# Thread: looping through all days of the year

1. Registered User
Join Date
Feb 2002
Posts
2

I like nigelrivett's answer. My contribution is less efficient, but doesn't have a defined upper limit on the datediff.

It uses the table variable, so won't work in SQL 6.5 or 7.0 (you'll have to use a temporary table there - which has more drawbacks).

declare @startdate datetime, @enddate datetime
select @startdate = '1 feb 2001', @enddate = '20 sep 2010'

declare @max_number int
set @max_number = datediff(d, @startdate, @enddate)

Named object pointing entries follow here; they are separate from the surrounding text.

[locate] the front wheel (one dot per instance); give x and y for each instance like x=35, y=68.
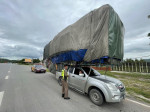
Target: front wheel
x=60, y=81
x=96, y=96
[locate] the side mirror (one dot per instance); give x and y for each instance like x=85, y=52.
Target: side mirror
x=81, y=75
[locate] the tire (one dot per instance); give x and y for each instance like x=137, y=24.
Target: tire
x=96, y=97
x=60, y=81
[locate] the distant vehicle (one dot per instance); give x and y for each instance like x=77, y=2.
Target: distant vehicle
x=99, y=87
x=38, y=69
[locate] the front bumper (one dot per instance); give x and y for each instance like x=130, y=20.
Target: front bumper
x=117, y=96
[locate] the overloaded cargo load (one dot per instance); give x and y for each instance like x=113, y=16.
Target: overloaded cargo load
x=97, y=36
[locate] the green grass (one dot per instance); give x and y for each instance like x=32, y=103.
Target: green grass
x=136, y=83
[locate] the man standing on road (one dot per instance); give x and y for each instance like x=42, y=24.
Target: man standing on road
x=65, y=82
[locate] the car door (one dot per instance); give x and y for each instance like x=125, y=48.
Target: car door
x=78, y=81
x=71, y=75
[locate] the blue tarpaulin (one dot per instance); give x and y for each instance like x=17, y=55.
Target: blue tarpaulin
x=74, y=56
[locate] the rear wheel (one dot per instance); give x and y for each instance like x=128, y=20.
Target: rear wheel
x=60, y=81
x=96, y=96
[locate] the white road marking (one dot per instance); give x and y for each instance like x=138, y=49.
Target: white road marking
x=7, y=77
x=138, y=103
x=1, y=97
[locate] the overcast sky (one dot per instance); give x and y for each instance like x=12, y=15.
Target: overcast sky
x=26, y=26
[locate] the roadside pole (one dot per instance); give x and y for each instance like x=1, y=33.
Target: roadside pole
x=146, y=67
x=136, y=66
x=140, y=66
x=128, y=67
x=132, y=67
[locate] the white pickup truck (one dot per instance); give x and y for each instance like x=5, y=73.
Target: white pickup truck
x=99, y=87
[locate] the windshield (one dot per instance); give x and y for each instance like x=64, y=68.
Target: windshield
x=94, y=72
x=38, y=66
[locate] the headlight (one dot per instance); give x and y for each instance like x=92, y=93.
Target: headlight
x=112, y=86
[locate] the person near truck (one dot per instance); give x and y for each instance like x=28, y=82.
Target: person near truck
x=65, y=82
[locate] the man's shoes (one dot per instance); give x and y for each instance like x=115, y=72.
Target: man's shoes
x=63, y=95
x=67, y=98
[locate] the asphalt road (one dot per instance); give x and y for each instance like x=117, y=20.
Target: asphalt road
x=24, y=91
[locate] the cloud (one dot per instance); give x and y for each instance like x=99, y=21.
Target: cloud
x=27, y=26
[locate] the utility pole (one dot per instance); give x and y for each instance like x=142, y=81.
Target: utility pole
x=148, y=33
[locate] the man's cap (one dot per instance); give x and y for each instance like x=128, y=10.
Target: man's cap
x=65, y=65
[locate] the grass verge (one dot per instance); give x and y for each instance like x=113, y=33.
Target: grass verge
x=136, y=84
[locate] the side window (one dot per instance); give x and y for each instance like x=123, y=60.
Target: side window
x=71, y=69
x=76, y=72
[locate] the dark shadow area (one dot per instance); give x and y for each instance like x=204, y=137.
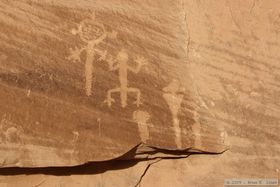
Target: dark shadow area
x=125, y=161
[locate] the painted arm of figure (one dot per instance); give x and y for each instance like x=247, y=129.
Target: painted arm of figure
x=141, y=61
x=113, y=65
x=102, y=54
x=75, y=54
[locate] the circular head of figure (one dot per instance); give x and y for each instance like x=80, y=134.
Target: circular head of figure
x=90, y=30
x=122, y=56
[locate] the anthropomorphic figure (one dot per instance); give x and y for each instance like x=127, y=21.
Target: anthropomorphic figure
x=93, y=34
x=142, y=119
x=121, y=64
x=173, y=94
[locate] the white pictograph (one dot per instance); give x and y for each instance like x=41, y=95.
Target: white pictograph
x=173, y=94
x=142, y=119
x=121, y=64
x=93, y=34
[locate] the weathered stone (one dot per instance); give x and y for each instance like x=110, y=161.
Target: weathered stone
x=88, y=81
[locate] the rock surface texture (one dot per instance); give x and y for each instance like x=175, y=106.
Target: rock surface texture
x=126, y=80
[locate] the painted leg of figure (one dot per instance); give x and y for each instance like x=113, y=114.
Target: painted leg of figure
x=138, y=96
x=109, y=99
x=89, y=73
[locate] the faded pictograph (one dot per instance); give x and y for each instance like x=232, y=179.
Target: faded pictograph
x=9, y=131
x=174, y=94
x=142, y=119
x=93, y=34
x=121, y=65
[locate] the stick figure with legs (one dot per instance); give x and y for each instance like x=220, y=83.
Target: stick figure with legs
x=121, y=64
x=93, y=34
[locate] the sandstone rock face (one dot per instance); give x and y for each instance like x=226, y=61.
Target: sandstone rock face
x=207, y=73
x=90, y=80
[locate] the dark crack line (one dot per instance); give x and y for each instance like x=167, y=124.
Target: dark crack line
x=146, y=170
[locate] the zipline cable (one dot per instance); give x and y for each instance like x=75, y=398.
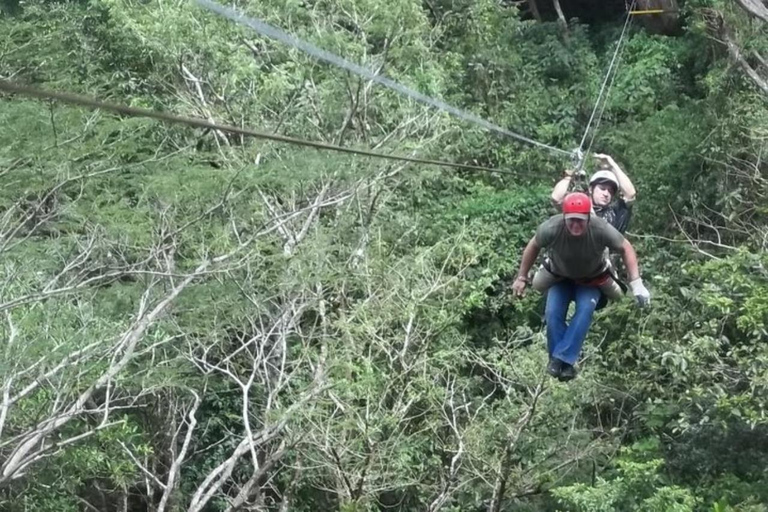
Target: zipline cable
x=607, y=95
x=275, y=33
x=604, y=87
x=85, y=101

--create a table of numbers from 0 to @max_number
set nocount on
declare @t table (i int)
insert into @t values (0)

declare @i int
set @i = 1
while @i < @max_number/2
begin
insert into @t select i + @i from @t
set @i = @i * 2
end
insert into @t select i + @i from @t where i + @i <= @max_number
set nocount off

--use the table
select d = dateadd(dd, i, @startdate) from @t order by d

2. Registered User
Join Date
Feb 2002
Posts
2
Just for overkill, I've created a user-defined function which takes a number and returns a table of numbers from 0 to that number. That can then be used to solve this problem and elsewhere.

This will only work in SQL 2000 (as far as I know)...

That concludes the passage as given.